L'argument : En 1960, dans une colonie de vacances en Auvergne, Marc et Philippe sont deux moniteurs que tout oppose : l'un est braillard et sportif tandis que l'autre est intellectuel et renfermé. Une relation ambiguë, mélange de sadisme et de fascination, s'instaure entre les deux hommes...

Notre avis : Ce premier long métrage de Claude Miller a révélé à la critique et au public un auteur qui n'hésite pas à prendre le spectateur à rebrousse-poil en soufflant tour à tour le chaud et le froid. Après un début qui nous renvoie immédiatement aux chroniques enfantines d'un François Truffaut, Miller instaure un climat de tension quasiment insoutenable entre les différents personnages. D'un sadisme et d'une perversité sans nom, il tisse des rapports étranges entre ces deux hommes qui jouent au jeu du chat et de la souris. La force du film vient de l'apparente neutralité d'un auteur qui ne juge pas les actes de ses protagonistes, mais qui les regarde se débattre dans une situation inextricable.
Chronique d'un désir inavouable (il y a de l'homosexualité refoulée dans ce surprenant ballet sadique), La meilleure façon de marcher (1975) fonctionne par oppositions : l'intellectuel contre le sportif, l'homme qui assume sa part de féminité contre le mâle semblant sûr de sa sexualité, le faible contre le fort, le dominé qui se soumet contre le dominant conscient de son pouvoir. Ce harcèlement moral a été judicieusement placé dans le contexte des "joyeuses" colonies de vacances, ce qui permet au metteur en scène de dresser un parallèle entre les rapports enfantins et ceux des adultes. Finalement, la terrible violence émanant des groupes d'enfants est la même que celle qui régit la société des adultes. Patrick Dewaere trouve ici un de ses meilleurs rôles en indécrottable con opposé à la naïveté irritante de Patrick Bouchitey. Une mention particulière doit être décernée au reste de la distribution, dont Michel Blanc, étonnant dans son premier emploi sérieux. Cette œuvre formidable glace souvent le sang et dresse un portrait peu flatteur de l'espèce humaine avec une économie de moyens bienvenue. En somme, les premiers pas réussis d'un auteur talentueux.

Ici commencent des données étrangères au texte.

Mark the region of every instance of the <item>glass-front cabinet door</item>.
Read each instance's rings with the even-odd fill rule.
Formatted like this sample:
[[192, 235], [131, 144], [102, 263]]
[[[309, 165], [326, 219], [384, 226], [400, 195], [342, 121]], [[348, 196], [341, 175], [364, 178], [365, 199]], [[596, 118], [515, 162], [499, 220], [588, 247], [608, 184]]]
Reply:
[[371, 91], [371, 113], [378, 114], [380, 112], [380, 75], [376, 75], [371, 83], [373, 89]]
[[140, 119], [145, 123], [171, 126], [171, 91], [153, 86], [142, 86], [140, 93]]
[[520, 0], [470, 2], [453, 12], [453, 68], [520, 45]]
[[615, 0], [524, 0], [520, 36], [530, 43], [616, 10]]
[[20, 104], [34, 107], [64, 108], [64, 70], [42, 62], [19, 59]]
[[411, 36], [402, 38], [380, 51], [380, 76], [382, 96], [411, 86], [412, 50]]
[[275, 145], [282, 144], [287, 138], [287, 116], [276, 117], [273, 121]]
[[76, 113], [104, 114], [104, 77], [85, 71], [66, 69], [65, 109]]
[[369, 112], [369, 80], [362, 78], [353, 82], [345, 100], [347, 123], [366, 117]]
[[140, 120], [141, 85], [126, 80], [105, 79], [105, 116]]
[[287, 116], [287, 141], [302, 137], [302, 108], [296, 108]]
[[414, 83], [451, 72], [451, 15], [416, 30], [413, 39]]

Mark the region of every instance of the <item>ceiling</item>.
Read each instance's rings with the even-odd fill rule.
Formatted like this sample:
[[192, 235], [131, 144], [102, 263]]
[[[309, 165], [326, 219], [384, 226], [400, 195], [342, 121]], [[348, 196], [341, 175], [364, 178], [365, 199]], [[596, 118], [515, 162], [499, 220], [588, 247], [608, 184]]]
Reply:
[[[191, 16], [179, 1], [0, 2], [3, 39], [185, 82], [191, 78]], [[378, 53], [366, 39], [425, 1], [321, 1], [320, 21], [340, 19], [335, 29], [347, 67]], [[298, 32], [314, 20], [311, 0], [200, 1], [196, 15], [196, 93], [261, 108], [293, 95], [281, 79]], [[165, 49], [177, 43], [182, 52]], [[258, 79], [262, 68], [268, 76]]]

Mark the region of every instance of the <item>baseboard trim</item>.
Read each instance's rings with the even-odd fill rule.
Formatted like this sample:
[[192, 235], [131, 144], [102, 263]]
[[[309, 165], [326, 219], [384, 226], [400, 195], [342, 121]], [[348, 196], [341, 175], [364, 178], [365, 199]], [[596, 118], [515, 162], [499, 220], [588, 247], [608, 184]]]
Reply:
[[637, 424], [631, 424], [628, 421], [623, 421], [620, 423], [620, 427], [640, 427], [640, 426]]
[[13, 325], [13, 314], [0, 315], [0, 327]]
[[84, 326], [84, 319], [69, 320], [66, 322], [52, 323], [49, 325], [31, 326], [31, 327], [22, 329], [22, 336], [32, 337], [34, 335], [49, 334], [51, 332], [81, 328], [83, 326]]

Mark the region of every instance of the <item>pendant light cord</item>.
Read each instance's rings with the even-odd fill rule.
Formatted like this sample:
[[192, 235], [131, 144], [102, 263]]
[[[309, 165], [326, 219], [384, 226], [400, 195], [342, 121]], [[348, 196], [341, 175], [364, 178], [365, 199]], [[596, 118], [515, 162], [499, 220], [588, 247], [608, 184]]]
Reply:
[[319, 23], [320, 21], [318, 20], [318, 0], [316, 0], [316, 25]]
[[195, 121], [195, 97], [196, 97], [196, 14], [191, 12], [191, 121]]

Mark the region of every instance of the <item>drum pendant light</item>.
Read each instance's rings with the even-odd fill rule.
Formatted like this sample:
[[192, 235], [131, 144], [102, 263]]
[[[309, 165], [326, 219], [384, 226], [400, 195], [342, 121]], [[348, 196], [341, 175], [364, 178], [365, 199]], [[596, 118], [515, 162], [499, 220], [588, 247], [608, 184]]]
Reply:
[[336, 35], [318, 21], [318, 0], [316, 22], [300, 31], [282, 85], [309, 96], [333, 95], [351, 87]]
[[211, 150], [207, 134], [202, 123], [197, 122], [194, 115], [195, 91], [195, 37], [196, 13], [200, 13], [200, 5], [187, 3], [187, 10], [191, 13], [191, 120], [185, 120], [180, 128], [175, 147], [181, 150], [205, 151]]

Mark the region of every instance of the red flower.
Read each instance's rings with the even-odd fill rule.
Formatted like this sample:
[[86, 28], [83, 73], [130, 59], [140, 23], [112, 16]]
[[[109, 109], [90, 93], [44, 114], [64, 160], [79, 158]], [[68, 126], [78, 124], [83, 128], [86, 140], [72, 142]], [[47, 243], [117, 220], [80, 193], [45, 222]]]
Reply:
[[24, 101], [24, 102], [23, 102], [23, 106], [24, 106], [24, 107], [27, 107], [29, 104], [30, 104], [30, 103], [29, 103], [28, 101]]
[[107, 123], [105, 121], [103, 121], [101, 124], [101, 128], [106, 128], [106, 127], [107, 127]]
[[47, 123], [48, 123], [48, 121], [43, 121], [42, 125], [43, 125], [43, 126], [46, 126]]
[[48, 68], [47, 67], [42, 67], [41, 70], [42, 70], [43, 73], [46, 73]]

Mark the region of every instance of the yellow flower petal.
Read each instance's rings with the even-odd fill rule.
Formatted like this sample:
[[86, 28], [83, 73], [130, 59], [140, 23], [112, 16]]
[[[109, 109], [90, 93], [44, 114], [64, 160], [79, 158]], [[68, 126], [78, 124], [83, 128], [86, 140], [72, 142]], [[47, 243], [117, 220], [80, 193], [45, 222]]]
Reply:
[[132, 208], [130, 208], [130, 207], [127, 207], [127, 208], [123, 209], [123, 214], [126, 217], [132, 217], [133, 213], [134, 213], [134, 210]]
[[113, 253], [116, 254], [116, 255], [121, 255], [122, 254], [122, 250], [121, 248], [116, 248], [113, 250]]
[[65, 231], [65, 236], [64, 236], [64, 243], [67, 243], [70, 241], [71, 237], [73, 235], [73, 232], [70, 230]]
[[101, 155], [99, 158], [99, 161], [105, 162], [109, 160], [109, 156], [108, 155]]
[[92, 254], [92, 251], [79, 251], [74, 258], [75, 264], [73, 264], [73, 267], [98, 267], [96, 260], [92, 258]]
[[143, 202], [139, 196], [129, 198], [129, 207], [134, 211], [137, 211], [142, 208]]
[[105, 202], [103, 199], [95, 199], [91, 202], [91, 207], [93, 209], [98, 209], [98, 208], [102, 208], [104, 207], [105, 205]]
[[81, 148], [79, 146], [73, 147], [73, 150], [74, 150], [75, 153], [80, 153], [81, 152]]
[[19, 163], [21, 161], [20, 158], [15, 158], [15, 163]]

Le(s) supplément(s) à ne pas rater : Une vingtaine de minutes suffisent à Claude Miller pour revenir sur l'aventure de ce premier film atypique lors d'une interview passionnante. Il y livre les secrets du tournage et raconte la rencontre entre ses deux comédiens principaux. Patrick Bouchitey et Michel Blanc se souviennent quant à eux de leur implication dans le film, mais aussi de leurs rapports avec Patrick Dewaere et de l'impact qu'à eu cette oeuvre sur leur carrière. Un court extrait d'une émission de cinéma de l'époque (1976) nous permet de revoir l'équipe du film confrontée à un grand critique. Reste à consulter la traditionnelle bande-annonce. Néanmoins, la cerise sur le gâteau vient de la présence du second court métrage de Claude Miller intitulé Camille ou la comédie catastrophique (1971), véritable délire qui confirme la prédilection de l'auteur pour les univers étranges et décalés. Malgré une copie plutôt abîmée, le spectateur se régalera devant cette rareté touchant au surréalisme.


Image et son : Travail impeccable sur l'image ; la piste mono d'origine est d'excellente qualité.